Monday, July 6, 2015
I attended two memorial services over the weekend. Jim, a friend from church, died after a long illness, and my high school friend's mother, Marilyn, passed unexpectedly. Both of these beloved people were past 80, although their lengthy lives don't alter the grief of their family and friends. As I connected with old friends, church members, and family members of those who had passed, we shared stories about our loved ones. We laughed at old tales from our childhood, joked about church politics, teased one another about graying hair or faulty knee joints.
LETTING GO, MOVING ON
As the sharing went on, our memories of Julie's mom, of Jim's decades-long commitment to the church, gave way to queries about each others' kids: had they started college visits? who was anxious about the ACT? which parents would be delighting in their empty nest, and which would be caught off guard by sorrow?

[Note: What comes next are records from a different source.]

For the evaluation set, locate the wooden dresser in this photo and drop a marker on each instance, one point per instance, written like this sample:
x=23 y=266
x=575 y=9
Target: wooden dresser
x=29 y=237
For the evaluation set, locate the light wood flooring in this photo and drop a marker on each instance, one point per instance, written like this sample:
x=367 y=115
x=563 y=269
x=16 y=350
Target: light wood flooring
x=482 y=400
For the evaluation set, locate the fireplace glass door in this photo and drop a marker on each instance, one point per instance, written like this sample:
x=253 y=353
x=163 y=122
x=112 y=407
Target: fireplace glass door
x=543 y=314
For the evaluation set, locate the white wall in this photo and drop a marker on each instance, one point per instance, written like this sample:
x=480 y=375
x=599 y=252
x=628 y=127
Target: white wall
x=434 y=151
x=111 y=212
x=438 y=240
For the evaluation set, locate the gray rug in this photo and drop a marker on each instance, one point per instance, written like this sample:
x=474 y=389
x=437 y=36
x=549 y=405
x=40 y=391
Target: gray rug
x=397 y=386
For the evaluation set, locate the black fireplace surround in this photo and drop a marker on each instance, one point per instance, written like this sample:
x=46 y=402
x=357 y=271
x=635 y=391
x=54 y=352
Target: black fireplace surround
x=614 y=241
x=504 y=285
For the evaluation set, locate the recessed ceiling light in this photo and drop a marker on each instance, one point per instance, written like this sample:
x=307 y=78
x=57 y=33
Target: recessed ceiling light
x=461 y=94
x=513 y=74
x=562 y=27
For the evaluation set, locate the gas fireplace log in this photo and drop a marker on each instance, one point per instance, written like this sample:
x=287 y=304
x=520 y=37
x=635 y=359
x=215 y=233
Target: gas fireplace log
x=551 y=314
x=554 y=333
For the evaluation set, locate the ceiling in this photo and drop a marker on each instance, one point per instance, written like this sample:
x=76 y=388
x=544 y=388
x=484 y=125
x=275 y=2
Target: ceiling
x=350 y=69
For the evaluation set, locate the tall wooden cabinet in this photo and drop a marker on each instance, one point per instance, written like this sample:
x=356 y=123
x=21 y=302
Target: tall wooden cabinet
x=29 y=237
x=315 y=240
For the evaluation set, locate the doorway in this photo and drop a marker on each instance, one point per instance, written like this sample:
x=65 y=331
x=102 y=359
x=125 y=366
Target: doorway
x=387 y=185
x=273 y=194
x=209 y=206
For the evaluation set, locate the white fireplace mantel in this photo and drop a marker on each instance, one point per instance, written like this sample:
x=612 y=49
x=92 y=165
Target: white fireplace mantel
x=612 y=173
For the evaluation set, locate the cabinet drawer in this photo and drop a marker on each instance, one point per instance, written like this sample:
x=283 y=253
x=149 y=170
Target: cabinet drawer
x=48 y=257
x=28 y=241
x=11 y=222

We provided updates about our own aging parents, fussed over Jim's widow and children. We pencilled in coffee dates that were long overdue. We updated cell numbers and email addresses, traded names of tutors for reliable referrals to orthodontists. Even in the midst of our breaking hearts, we couldn't resist attending to the daily tasks of living. As we wept, we were aware of the breath catching in the person beside us, could hear the signs of the mourner behind us. I realized that, as much as I tried to wrap my mind around the reality that I would not share space again with Jim or Marilyn in this incarnation, my heart was filled with love for the people around me, my mind with plans for the future. I was aware of a knee-jerk guilt for not mourning "more" for the souls who wouldn't be here for the next holiday, the missed hugs and family portraits. But equally present was the sense that, even in grief, our instinct needn't be to STOP living, but to look FORWARD. Despite the holes in our hearts, the space our loved one's one leave that will be forever gaping in our lives, we can choose to move ahead, to embrace one another, to honor those who are gone by loving and living with all that we have. Perhaps that's the truest, most honest memorial of them all.